The plans include commitments to:
- Recruiting 400 people to enter emergency medicine training over the next four years
- Increasing support for emergency departments through more physician associates
- Supporting trainees through a dedicated leadership and development training offer
- Piloting a scheme to support flexible working in emergency departments
Responding to the emergency care workforce measures announced by NHS Improvement, NHS England, Health Education England and the Royal College of Emergency Medicine, the director of strategy and policy at NHS Providers, Saffron Cordery, said:
“It is good that this initiative addresses some of the key concerns around staffing in A & E, where many workers face intolerable pressures.
“A lot of NHS trusts have developed their own initiatives to support and develop staff in emergency care, to improve recruitment and retention.
While many trusts will be encouraged to see this kind of practical support, the reality is it will have only limited – if any - impact on the immediate challenge of getting through the coming winter.

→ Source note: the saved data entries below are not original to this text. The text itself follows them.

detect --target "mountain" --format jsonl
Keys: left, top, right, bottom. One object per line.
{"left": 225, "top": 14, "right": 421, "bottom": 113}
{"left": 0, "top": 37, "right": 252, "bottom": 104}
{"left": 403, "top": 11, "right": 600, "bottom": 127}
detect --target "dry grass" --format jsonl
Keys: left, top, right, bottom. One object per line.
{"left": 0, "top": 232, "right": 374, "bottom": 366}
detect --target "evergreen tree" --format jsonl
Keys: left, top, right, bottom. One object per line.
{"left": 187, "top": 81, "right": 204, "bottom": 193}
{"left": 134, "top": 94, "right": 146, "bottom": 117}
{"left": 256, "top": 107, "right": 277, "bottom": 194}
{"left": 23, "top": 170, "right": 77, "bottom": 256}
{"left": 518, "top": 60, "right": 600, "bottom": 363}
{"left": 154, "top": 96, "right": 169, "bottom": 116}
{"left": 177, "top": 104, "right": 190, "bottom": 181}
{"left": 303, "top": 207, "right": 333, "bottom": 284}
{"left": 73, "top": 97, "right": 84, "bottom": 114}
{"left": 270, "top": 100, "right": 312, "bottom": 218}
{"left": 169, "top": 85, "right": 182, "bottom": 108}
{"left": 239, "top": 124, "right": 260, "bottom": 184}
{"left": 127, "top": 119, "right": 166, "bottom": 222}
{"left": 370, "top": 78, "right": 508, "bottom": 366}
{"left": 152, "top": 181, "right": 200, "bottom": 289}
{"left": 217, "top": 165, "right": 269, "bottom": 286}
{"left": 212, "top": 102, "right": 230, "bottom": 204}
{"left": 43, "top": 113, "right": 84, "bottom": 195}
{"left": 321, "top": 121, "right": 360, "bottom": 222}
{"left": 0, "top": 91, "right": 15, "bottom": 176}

“These measures will undoubtedly provide further help for trusts as they respond to the relentless rise in demand. It is vital they are delivered as planned, without delay.
“However, while many trusts will be encouraged to see this kind of practical support, the reality is it will have only limited – if any - impact on the immediate challenge of getting through the coming winter. That is a real worry. Trusts are working hard to ensure they can provide safe, high quality care in the challenging months ahead. But there are continuing concerns about having enough capacity – including beds and staff – in order to cope.”